The Chamber also notes the absence of meaningful reductions in government expenditure, which could have helped narrow the budget deficit. Fiscal discipline remains crucial to ensuring macroeconomic stability, and OICCI urges the government to prioritise expenditure rationalisation in its budgetary measures.

OICCI regrets the government’s missed opportunity to broaden the tax base in the current budget, particularly the absence of any concrete strategy to document Pakistan’s substantial Rs. 9 trillion cash-based informal economy – a critical measure for meaningful revenue enhancement and economic formalization that the Chamber has consistently advocated for

OICCI welcomes several positive reforms, including simplified tax returns for salaried individuals and small businesses, the nationwide rollout of e-invoicing, and the expansion of POS systems, all measures long advocated by the Chamber.
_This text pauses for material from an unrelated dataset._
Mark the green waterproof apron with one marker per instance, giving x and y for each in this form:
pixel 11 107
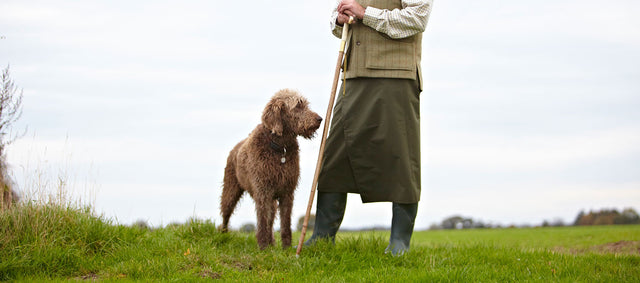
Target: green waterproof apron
pixel 373 146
However, their success hinges on effective implementation, and OICCI emphasises the importance of transparency and consistency in execution.

The increase in the tax exemption threshold for salaried individuals (from Rs. 0.6 million to Rs. 1.2 million) and the reduction in their tax rate (from 5 percent to 1 per cent) are commendable steps that align with OICCI’s recommendations but still fall short of providing impactful and necessary relief to reduce ongoing brain drain in the country.

OICCI also acknowledges the government’s gradual phasing out of tax exemptions on FATA and PATA, as well as the government’s stricter measures against non-compliant taxpayers, including restrictions on property and vehicle purchases, asset transfers abroad, and enhanced penalties. Such actions are crucial for improving tax compliance and broadening the revenue base.

Despite these advancements, the budget falls short of introducing transformative policies for the corporate sector. OICCI emphasizes that gradually rationalizing tax slabs and reducing the overall tax burden on businesses are essential to promoting a more investment-friendly environment.